Saturday, March 22, 2008

Review: Gastroanomalies


Gastroanomalies: questionable culinary creations from the Golden Age of American Cookery by James Lileks
4.5 stars


Reason for reading: James Lileks is one of the funniest people on the planet, hands down; part of my Nonfiction list for the Triple 8 Challenge

Book description: In an era where cooks wanted to put their best foot forward, there was no end to the creative, cost-efficient, and cream-based dishes that disgraced the family dinner table, the cocktail party, or the neighborhood BBQ. Recipes involving ingredients like ground meat, bananas, and cottage cheese sound innocent enough—unless you mix them all together in a strange attempt to cover every food group at once. In Gastroanomalies, James Lileks gathers another remarkable assortment of dishes that once inspired cooks to brave new heights but now inspire sour stomachs and thoughts of “how did I survive?”

My thoughts: Another winner from the founder/writer of the Gallery of Regrettable Food. It loses 1/2 a star only because he recycled a couple of the gags/photos from the original Gallery.
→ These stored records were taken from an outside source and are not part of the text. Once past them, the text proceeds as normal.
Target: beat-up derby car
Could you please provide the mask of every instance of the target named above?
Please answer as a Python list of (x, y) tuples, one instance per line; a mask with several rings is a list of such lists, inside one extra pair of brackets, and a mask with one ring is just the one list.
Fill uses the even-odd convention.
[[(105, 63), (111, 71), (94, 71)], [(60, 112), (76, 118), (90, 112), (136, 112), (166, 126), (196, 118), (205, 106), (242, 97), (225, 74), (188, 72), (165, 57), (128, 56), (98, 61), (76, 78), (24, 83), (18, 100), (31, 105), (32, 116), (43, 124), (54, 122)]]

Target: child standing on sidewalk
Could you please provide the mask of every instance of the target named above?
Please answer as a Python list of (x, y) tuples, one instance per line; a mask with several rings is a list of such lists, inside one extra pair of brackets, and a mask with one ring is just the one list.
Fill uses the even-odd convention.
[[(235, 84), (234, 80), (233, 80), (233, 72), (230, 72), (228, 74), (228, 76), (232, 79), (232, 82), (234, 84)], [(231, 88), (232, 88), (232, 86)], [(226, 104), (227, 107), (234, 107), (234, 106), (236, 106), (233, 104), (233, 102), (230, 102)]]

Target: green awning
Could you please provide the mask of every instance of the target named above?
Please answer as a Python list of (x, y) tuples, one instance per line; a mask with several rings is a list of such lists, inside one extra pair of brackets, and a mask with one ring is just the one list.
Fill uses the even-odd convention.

Husband and I have spent many happy, hilarious hours reading his website and his books together (we even hosted a regrettable food housewarming party) and this time was no different. I don't want to spoil the delights in store for you, but one of the ones that made us laugh the most was a photo of gingerbread people on sticks, stuck into candy cane-decorated apples, presumably meant to be a festive treat. The caption? "When Count Chocula took over Candyland, he had all his opponents impaled and displayed outside the castle. It had the effect of discouraging dissent, as he knew it would."

You need funny in your life. You need James Lileks.